The story starts with Stephen M. Cabrinety, the Stanford University Libraries, and NIST’s National Software Reference Library (NSRL). Cabrinety collected more than 50,000 pieces of commercial software and nearly 300 functioning microcomputer systems–some dating back to the mid-1980s.
Stanford University Libraries acquired Cabrinety’s collection in 2009, fourteen years after Cabrinety died from Hodgkin’s lymphoma. The acquisition and preservation of the collection had been a dream of his.
One has to wonder why the NIST and NSRL became involved. Truth be told, it’s their job. The agency has been tasked with collecting, archiving, and making verifiable forensic information on individual pieces of software available to public and private organizations. In fact, NSRL is likely the largest publicly-held repository of digital software in the world. The NIST press release Digital Forensics Rescues Retro Video Games and Software explains why the collection is important:
“NIST maintains this collection not to preserve cultural history but to provide a forensic tool for law enforcement and national security investigators. NIST runs every file in the NSRL through a hashing algorithm that generates a unique digital fingerprint for each file.”
To make that happen, the personnel at NSRL:
- Ensure the proper storage of the collected software packages: Software is purchased or donated by software manufacturers and other organizations. These packages (physical media and purely electronic) include multiple versions of various operating systems, database management systems, utilities, graphics images, component libraries, etc.
- Create the NSRL Database: The database contains detailed information about the files that make up the packages listed above.
- Provide adequate access: The goal is to enable easy access to the NSRL’s collection of software packages by interested researchers and organizations–public and private.
- Maintain the Reference Data Set (RDS): This data set contains signatures and identifying information, but not the software files. The data includes manufacturer name, operating system information, product information, application type, and file storage information.
The engineers at NSRL then do something unique: They create cryptographic hash values (MD5 and SHA-1) of each file’s content as part of the RDS. This enables files to be identified even if the file name has been altered.
Figure A shows the process steps involved in archiving physical and digital software packages.
Law enforcement, government, and private organizations can then review computer files by matching them to the profiles in the RDS. This alleviates significant effort when determining which files are important as evidence on computers or file systems that have been seized as part of criminal investigations.
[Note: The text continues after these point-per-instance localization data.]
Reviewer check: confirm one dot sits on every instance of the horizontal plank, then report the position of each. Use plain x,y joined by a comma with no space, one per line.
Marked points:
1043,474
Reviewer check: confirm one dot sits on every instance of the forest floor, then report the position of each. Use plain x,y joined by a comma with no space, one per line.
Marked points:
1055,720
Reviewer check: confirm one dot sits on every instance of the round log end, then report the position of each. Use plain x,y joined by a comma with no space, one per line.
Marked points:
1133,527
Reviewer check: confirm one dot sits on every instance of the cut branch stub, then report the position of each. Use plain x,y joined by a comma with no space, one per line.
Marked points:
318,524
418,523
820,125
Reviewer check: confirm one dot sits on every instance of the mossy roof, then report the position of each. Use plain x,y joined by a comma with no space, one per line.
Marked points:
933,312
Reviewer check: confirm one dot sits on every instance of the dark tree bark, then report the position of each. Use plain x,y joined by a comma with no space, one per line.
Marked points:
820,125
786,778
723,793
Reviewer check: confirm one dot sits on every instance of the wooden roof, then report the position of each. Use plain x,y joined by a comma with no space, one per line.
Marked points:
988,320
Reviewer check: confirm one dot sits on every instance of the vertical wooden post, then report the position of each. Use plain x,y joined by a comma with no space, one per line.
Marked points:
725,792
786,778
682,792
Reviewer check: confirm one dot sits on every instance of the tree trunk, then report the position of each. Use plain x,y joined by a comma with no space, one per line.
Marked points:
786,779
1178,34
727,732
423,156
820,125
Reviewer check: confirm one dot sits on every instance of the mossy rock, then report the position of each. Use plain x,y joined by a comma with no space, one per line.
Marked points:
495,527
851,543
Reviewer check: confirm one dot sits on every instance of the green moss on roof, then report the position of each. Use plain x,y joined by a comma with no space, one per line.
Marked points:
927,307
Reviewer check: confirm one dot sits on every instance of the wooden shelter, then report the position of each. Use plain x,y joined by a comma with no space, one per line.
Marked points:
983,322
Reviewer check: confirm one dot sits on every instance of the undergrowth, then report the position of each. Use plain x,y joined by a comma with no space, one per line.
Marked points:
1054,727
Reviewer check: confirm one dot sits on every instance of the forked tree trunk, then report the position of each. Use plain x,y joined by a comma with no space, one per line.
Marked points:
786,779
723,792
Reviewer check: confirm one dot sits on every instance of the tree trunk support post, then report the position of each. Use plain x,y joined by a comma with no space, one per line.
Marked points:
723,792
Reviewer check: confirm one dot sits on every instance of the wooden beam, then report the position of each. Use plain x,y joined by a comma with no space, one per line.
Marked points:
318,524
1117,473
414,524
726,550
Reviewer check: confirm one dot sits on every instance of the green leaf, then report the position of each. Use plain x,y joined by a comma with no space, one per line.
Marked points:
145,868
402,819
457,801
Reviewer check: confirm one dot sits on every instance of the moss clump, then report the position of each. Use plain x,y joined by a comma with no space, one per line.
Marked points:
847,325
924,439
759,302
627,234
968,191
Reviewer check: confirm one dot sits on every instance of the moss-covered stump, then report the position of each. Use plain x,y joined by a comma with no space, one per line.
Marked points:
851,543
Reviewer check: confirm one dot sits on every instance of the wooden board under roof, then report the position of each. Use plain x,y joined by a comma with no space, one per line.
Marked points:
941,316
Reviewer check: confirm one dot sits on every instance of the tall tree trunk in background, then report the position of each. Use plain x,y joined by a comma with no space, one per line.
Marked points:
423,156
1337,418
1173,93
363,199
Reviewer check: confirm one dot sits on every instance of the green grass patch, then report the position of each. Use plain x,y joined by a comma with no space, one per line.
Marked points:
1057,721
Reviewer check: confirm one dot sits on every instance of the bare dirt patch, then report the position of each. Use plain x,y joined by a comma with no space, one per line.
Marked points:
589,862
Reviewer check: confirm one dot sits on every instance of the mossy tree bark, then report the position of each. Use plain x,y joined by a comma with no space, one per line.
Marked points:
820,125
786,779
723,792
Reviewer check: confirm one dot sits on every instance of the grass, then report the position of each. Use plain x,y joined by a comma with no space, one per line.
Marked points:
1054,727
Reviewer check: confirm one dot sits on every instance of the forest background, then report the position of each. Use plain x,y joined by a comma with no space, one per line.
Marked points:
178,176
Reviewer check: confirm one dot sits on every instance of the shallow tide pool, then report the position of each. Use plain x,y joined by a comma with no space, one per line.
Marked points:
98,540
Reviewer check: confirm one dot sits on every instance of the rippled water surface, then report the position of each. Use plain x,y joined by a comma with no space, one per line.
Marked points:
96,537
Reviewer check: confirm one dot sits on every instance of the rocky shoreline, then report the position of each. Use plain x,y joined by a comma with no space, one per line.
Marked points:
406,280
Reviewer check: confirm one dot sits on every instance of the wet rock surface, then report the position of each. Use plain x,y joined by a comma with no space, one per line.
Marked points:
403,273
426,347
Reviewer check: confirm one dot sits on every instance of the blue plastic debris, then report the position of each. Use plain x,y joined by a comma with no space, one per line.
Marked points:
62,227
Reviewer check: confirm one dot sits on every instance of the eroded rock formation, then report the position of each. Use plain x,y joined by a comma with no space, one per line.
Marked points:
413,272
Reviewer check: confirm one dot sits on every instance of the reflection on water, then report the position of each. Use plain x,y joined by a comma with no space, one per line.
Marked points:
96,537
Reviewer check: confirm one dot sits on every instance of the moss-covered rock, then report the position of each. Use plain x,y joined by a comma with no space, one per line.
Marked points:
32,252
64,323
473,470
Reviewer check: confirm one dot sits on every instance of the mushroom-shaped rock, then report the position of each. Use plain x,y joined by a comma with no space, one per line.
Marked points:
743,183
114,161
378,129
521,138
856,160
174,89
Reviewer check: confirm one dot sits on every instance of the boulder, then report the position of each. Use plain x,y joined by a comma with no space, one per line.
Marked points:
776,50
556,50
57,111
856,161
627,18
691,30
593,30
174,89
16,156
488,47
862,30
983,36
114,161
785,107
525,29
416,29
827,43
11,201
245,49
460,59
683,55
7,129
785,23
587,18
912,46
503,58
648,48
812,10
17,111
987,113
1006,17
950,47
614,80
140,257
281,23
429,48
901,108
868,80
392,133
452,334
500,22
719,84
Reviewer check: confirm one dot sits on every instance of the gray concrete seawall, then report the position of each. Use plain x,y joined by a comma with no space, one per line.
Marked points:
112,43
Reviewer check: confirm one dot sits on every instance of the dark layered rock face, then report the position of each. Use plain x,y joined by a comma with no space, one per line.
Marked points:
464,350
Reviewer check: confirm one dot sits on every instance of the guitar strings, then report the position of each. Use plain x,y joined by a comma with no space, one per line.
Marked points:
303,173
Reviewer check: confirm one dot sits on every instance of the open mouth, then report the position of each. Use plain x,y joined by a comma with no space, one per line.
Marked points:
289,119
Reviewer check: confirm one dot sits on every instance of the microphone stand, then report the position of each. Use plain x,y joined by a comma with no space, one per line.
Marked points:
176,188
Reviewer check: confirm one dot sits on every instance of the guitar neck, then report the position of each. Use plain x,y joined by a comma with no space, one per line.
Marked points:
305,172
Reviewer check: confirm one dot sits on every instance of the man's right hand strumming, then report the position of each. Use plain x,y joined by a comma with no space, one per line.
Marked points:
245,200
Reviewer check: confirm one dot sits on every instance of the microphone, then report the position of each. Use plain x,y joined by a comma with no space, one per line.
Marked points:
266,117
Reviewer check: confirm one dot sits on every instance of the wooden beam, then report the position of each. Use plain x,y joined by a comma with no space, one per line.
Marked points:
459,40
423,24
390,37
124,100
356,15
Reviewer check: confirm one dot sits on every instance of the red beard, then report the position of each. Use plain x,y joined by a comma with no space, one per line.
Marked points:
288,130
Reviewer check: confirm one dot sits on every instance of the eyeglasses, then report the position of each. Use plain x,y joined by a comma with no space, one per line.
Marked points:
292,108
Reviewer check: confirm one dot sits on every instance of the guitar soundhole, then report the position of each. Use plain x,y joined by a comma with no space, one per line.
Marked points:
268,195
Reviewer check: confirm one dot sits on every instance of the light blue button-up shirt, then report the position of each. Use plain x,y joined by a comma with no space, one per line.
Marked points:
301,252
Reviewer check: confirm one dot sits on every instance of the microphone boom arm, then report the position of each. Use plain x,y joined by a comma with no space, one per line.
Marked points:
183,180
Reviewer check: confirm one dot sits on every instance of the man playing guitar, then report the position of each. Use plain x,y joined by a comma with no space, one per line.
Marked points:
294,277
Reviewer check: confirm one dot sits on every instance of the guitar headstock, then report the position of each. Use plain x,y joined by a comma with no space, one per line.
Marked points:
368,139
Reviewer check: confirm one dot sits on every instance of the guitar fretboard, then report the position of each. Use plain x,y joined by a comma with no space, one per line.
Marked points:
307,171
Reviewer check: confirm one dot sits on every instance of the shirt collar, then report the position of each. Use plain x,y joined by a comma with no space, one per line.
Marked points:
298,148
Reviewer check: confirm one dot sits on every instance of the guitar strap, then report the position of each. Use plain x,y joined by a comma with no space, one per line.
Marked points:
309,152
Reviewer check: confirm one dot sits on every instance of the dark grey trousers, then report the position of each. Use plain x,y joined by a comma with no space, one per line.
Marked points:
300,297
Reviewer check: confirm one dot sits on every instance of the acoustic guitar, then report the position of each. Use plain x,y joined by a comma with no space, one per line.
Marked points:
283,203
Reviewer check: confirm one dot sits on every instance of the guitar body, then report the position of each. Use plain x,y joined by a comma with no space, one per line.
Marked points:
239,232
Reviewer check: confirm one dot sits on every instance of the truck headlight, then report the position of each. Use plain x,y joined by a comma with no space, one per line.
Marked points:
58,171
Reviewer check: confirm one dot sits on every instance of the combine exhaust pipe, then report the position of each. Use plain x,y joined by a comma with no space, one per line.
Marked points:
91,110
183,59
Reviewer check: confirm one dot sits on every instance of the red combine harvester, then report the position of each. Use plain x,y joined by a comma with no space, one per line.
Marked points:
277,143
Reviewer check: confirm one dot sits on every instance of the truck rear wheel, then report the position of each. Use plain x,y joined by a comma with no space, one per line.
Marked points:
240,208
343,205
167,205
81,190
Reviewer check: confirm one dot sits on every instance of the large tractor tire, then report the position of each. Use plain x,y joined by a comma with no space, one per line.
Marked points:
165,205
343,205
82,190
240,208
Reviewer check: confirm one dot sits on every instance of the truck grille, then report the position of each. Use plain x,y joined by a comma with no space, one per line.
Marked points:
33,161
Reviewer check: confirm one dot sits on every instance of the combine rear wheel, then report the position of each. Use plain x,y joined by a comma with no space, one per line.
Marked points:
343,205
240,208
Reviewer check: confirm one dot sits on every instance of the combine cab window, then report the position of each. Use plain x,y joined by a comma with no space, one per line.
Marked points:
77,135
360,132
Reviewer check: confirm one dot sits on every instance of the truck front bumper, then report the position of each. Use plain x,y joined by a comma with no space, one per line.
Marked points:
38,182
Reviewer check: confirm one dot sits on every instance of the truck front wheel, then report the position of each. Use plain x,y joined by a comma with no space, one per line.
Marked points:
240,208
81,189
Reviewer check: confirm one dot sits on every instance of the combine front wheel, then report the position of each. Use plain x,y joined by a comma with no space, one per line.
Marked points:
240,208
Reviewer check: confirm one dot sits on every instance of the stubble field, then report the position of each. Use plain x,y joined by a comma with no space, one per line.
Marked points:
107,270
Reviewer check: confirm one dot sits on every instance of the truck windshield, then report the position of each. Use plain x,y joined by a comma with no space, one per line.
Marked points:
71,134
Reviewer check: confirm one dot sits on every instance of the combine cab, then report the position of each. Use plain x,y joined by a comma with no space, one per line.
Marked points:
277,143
From the NSRL website: “The RDS is a collection of digital signatures of known, traceable software applications.”
A real-world example
To exemplify the RDS’s usefulness, the NIST press release mentions how the NSRL helped the FBI with its investigation into the tragic disappearance of Malaysia Airlines flight MH370 in 2014. “They (FBI) wanted every hash of every file associated with every flight simulator we had,” said Doug White, the NIST computer scientist who runs the NSRL. “All the maps. All the routes. They wanted every flight path the pilot might have practiced on, so they could figure out where he might have gone.”
SEE: The disappearance of Malaysia Flight 370 (CBS News)
Additional uses for the NSRL RDS
Although the NSRL RDS was designed primarily to aid digital forensic examiners in their investigations, computer security professionals and cultural heritage communities are finding the NSRL platform useful.
Computer security professionals use the NSRL to:
- Find at-risk software installed on a computer
- Validate files using originals that are known to be safe
As to the cultural heritage communities, the same methodologies NSRL personnel use to protect digital evidence are being adopted by the cultural preservationists to protect software in general.
Something not often thought about is how a digital forensic scientist working on a criminal case knows if a particular software application having thousands of lines of code has been altered to hide an incriminating piece of evidence. Using NSRL tools, investigators can quickly know if the code has been doctored by comparing the hash from the suspect code against the RDS hash of the original and pristine code–saving time and effort.